DNA on one-electron oxidation transiently forms G^•+ which undergoes proton transfer reactions internally to C forming several short-lived intermediate G-C cationic radicals (see scheme 1). These species ultimately deprotonate to solvent resulting in the formation of neutral guanine radicals (G(N1-H)^• or G(N2-H)^•). These radicals have been suggested from their UV-vis spectra after pulse radiolysis and several confirmed by ESR experiments.^{3,4,6,13,19,21,22,40} In this work, we calculated vertical transition energies for the various one-electron oxidized G-C species to better understand the nature of the transitions involved in the UV-vis spectra of these intermediates. Our chosen method (TD-ωb97xd-PCM/6–31G(3df,p)) was tested by comparison to high level methods (EOM-CCSD(T)²⁶) for the neutral G-C base pair and found to give excellent results. This gave us confidence in the usefulness of the method for other G-C species investigated in this work. From a comparison of our TD-ωb97xd-PCM/6–31G(3df,p) calculated transition energies of one-electron oxidized guanine radical (G^•+, G(N1-H)^• and G(N2-H)^•) and G-C base pair with those available from pulse radiolysis experiments,^14,19,21,22 we found that the calculated spectra are blue-shifted by 40 – 70 nm with respect to experiment. Thus, to match with experiment, the calculated spectra were red-shifted by of 40 – 70 nm. We note that for 40 nm red-shift, the energy shifts decrease from ca. 0.6 eV at 310 nm to ca. 0.15 eV at 600 nm. The present calculations show that the spectra of G^•+-C, G(N1-H)^•-(+H⁺)C, G(N1-H)^•-(N4-H⁺)C and G(N1-H)^•-C are quite similar and not likely to be distinguishable by experiment from their UV-vis spectra which are poorly resolved. However, the present calculation predicts that as proton transfers from N1 of guanine to cytosine and finally to solvent to form the more stable species G(N1-H)^•-C (scheme 1(d)), the outer band is progressively red-shifted, see Figure 3 and Figure S3 in the supporting information. This shift is not seen in the experiment owing to the low intensity and poor resolution of the longest wavelength transition.

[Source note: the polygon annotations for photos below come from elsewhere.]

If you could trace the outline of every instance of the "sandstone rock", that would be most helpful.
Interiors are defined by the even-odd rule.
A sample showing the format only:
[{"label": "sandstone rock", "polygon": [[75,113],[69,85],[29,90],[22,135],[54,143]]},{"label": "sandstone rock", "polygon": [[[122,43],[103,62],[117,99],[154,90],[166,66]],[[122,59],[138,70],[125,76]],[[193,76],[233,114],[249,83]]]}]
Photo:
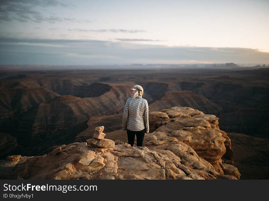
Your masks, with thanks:
[{"label": "sandstone rock", "polygon": [[230,164],[223,163],[223,165],[224,166],[223,171],[225,174],[232,175],[238,179],[240,179],[241,174],[237,168]]},{"label": "sandstone rock", "polygon": [[20,160],[20,155],[15,155],[12,156],[8,156],[6,157],[6,159],[8,161],[16,161]]},{"label": "sandstone rock", "polygon": [[105,134],[103,132],[98,132],[95,131],[93,136],[93,137],[96,139],[103,140],[105,136]]},{"label": "sandstone rock", "polygon": [[204,180],[205,179],[202,177],[199,177],[197,174],[192,173],[189,174],[188,177],[190,177],[193,179]]},{"label": "sandstone rock", "polygon": [[164,125],[169,120],[167,114],[161,112],[151,112],[149,113],[149,132],[154,131],[158,128]]},{"label": "sandstone rock", "polygon": [[87,140],[87,142],[89,144],[97,147],[113,148],[115,146],[114,141],[109,139],[98,140],[91,138]]},{"label": "sandstone rock", "polygon": [[97,126],[95,127],[94,130],[96,131],[97,132],[102,132],[104,131],[105,129],[105,127],[104,126]]},{"label": "sandstone rock", "polygon": [[179,116],[192,117],[199,114],[203,114],[201,111],[188,107],[173,107],[169,109],[163,110],[162,112],[167,114],[170,118]]},{"label": "sandstone rock", "polygon": [[105,165],[104,163],[104,158],[101,156],[98,156],[92,161],[90,166],[92,167],[96,167],[103,166]]}]

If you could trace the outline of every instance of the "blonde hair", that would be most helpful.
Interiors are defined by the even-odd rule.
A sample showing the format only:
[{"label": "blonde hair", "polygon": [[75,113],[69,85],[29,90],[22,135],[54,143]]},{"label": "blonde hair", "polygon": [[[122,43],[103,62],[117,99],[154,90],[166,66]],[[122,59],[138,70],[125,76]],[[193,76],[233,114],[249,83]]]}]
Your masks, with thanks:
[{"label": "blonde hair", "polygon": [[131,88],[131,90],[135,91],[134,94],[132,94],[132,97],[133,99],[135,99],[138,95],[142,96],[144,93],[144,90],[143,87],[138,84],[135,85],[133,88]]}]

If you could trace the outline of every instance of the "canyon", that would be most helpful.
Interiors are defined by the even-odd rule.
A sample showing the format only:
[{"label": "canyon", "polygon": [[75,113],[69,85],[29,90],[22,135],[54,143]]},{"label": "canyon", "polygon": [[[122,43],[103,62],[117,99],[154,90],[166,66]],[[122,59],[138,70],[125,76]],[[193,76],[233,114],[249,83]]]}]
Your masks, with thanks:
[{"label": "canyon", "polygon": [[[214,128],[221,131],[218,132],[225,140],[214,143],[226,144],[217,150],[209,144],[202,144],[195,149],[192,145],[198,140],[192,138],[198,134],[184,130],[180,133],[173,133],[179,135],[173,136],[178,140],[175,139],[175,142],[192,147],[219,174],[224,175],[222,170],[223,171],[225,168],[221,164],[236,164],[242,178],[268,178],[268,175],[264,173],[268,169],[268,166],[264,162],[268,157],[266,147],[269,138],[269,71],[266,69],[20,71],[5,68],[1,72],[2,159],[16,155],[22,156],[22,159],[23,157],[40,157],[62,144],[85,143],[92,137],[94,128],[101,125],[105,126],[107,137],[114,140],[116,146],[117,140],[121,142],[118,142],[119,146],[126,143],[126,132],[121,130],[122,112],[130,96],[130,88],[138,84],[143,87],[143,97],[149,103],[150,132],[156,134],[152,136],[156,136],[153,141],[157,142],[145,141],[150,151],[167,150],[165,149],[170,147],[171,143],[163,139],[172,137],[173,131],[186,127],[179,125],[184,120],[180,117],[171,116],[168,111],[165,115],[161,111],[175,107],[191,108],[205,115],[207,117],[203,120],[210,124],[204,121],[196,122],[197,119],[203,118],[199,116],[190,116],[186,123],[204,123],[203,126],[208,128],[208,125],[211,125],[211,128],[214,126],[212,125],[214,125]],[[173,108],[175,110],[177,108]],[[216,117],[213,118],[212,115]],[[175,119],[173,125],[170,124],[172,122],[167,121],[171,118]],[[164,122],[167,124],[164,125]],[[176,123],[178,124],[174,125]],[[201,132],[202,135],[211,135],[203,133],[205,132],[203,130]],[[230,141],[227,144],[230,140],[229,134],[231,144]],[[264,148],[261,149],[260,143],[254,143],[253,140],[240,144],[248,138],[260,142]],[[233,139],[237,144],[233,144]],[[159,143],[162,144],[155,144]],[[231,147],[234,146],[238,153],[232,154]],[[245,151],[248,147],[256,150],[255,158]],[[201,149],[202,147],[206,150]],[[173,150],[170,151],[176,155]],[[169,153],[167,154],[173,155]],[[262,157],[258,160],[257,156],[260,153],[263,153]],[[210,153],[218,156],[208,156]],[[220,156],[223,154],[226,158]],[[248,154],[249,156],[246,155]],[[231,158],[234,155],[241,158]],[[220,158],[225,162],[220,163]],[[233,163],[231,161],[234,158],[236,160]],[[254,173],[252,174],[247,173],[250,171],[246,167],[248,163],[253,165],[251,171]],[[188,164],[189,167],[193,167]],[[257,170],[260,170],[259,173]]]}]

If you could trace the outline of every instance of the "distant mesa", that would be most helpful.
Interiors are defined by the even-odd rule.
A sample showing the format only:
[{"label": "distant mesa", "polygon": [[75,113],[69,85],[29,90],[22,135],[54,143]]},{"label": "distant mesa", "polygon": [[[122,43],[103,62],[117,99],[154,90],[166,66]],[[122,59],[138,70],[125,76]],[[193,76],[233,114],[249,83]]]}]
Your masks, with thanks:
[{"label": "distant mesa", "polygon": [[7,80],[13,80],[15,79],[21,79],[22,78],[25,78],[27,77],[27,76],[26,75],[23,75],[20,74],[18,75],[14,76],[9,76],[6,78]]}]

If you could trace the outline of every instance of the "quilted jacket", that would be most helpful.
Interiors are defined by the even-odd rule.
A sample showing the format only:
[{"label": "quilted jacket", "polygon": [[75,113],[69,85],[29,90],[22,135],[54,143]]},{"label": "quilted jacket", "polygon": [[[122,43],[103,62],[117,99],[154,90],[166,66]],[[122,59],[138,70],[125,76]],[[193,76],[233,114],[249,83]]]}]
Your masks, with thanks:
[{"label": "quilted jacket", "polygon": [[122,117],[122,128],[124,130],[128,129],[133,131],[145,128],[145,132],[149,133],[149,105],[147,100],[141,96],[134,99],[129,98],[126,101]]}]

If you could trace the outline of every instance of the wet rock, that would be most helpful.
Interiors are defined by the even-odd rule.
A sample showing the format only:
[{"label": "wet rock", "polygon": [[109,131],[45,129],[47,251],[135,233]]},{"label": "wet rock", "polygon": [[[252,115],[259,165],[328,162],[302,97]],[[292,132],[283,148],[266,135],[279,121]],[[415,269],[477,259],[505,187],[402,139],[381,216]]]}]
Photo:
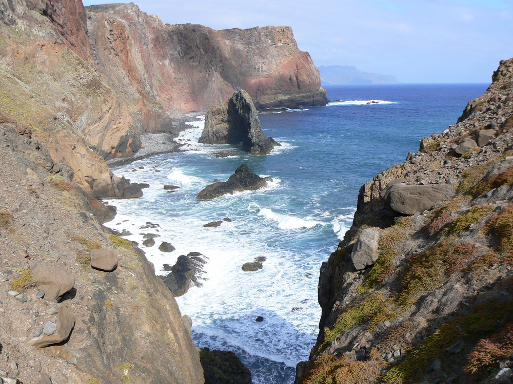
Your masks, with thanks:
[{"label": "wet rock", "polygon": [[180,187],[176,186],[176,185],[164,185],[164,189],[166,190],[176,190],[176,189],[179,189]]},{"label": "wet rock", "polygon": [[36,348],[42,348],[62,343],[69,336],[74,326],[75,317],[73,313],[66,306],[61,306],[57,315],[57,330],[50,335],[45,334],[43,332],[38,337],[29,341],[28,344]]},{"label": "wet rock", "polygon": [[272,181],[270,178],[262,178],[251,172],[246,164],[242,164],[224,182],[218,182],[205,187],[196,198],[200,200],[214,199],[228,194],[244,190],[255,190],[267,186],[268,181]]},{"label": "wet rock", "polygon": [[259,269],[262,269],[263,268],[263,265],[259,261],[255,261],[250,263],[245,263],[244,265],[242,266],[242,270],[244,272],[249,272],[250,271],[258,271]]},{"label": "wet rock", "polygon": [[404,215],[429,210],[452,190],[449,185],[408,185],[403,181],[399,179],[390,182],[380,197],[392,209]]},{"label": "wet rock", "polygon": [[204,257],[197,252],[191,252],[187,256],[181,255],[178,257],[176,264],[171,267],[171,273],[167,276],[159,277],[175,296],[182,296],[192,286],[203,286],[200,280],[202,279],[203,266],[206,262]]},{"label": "wet rock", "polygon": [[112,272],[117,268],[119,258],[108,249],[92,249],[91,266],[101,271]]},{"label": "wet rock", "polygon": [[351,252],[351,261],[357,270],[370,266],[378,260],[380,230],[367,228],[362,231]]},{"label": "wet rock", "polygon": [[219,227],[222,224],[223,224],[223,222],[221,220],[219,221],[211,221],[210,223],[205,224],[203,226],[206,228],[215,228],[216,227]]},{"label": "wet rock", "polygon": [[159,250],[161,252],[172,252],[176,248],[167,241],[163,241],[159,246]]},{"label": "wet rock", "polygon": [[47,300],[58,300],[75,285],[75,276],[62,264],[38,262],[31,274],[35,287],[45,291]]},{"label": "wet rock", "polygon": [[150,247],[152,247],[154,245],[155,245],[155,240],[153,240],[153,238],[150,238],[149,239],[147,239],[146,240],[143,242],[143,245],[148,248],[149,248]]},{"label": "wet rock", "polygon": [[200,350],[205,382],[209,384],[251,384],[249,370],[230,351]]},{"label": "wet rock", "polygon": [[243,90],[228,100],[208,110],[205,128],[198,142],[238,144],[252,155],[268,154],[280,145],[262,131],[262,125],[251,96]]}]

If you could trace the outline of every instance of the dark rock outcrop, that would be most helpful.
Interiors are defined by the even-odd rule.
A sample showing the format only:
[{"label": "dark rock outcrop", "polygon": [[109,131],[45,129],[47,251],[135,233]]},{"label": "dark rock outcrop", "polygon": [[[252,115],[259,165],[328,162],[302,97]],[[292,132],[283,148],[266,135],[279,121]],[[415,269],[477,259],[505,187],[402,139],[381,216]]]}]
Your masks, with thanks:
[{"label": "dark rock outcrop", "polygon": [[175,297],[187,293],[193,285],[203,286],[201,280],[203,266],[206,262],[205,256],[198,252],[191,252],[187,256],[178,257],[176,263],[171,267],[171,273],[167,276],[160,276],[169,290]]},{"label": "dark rock outcrop", "polygon": [[383,189],[381,197],[392,209],[404,215],[429,210],[452,190],[446,184],[408,185],[403,181],[399,179],[390,182]]},{"label": "dark rock outcrop", "polygon": [[207,185],[198,194],[196,198],[208,200],[223,195],[232,195],[236,191],[255,190],[267,186],[267,182],[272,181],[270,177],[263,178],[253,173],[247,165],[243,164],[226,181],[219,181]]},{"label": "dark rock outcrop", "polygon": [[242,89],[234,92],[228,101],[208,110],[198,142],[242,143],[242,149],[252,155],[266,155],[274,145],[280,145],[262,132],[260,119],[251,97]]},{"label": "dark rock outcrop", "polygon": [[200,350],[200,361],[208,384],[251,384],[247,367],[231,351]]}]

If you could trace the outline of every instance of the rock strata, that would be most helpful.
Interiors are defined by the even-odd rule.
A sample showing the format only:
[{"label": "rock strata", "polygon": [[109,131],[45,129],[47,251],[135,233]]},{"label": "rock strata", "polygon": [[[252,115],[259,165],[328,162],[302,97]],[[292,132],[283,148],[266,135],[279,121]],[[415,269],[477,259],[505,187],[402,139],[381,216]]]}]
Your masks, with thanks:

For G(N2-H)^•-C our calculations predict an intense absorption around 540 nm (2.3 eV) and the corresponding oscillator strength is 0.1903. The experimental absorption spectra of G(N2-H)^• have a characteristic absorption band with high intensity at around 610 nm (2.0 eV).^14,19 Our TD-ωb97xd-PCM/6–31G(3df,p) calculated transition (540 nm) of G(N2-H)^•-C is therefore red-shifted by 70 nm to give an overall match, see Figure 4. We also note that G(N2-H)^•-C is a more stable structure than G(N1-H)^•-(N4-H⁺)C and favored slightly over G(N1-H)^•-C. Our calculations also show that the lowest energy transitions in all the radicals considered in this study (Scheme 1) are local excitations taking place from G→G and they are either π→π* or n→π* in nature, see Tables 2 - 6. The lowest energy pure CT transitions have low oscillator strength and occur from C→G^•+ and are π→π* in nature with transition energies lying between 3.36 – 4.27 eV.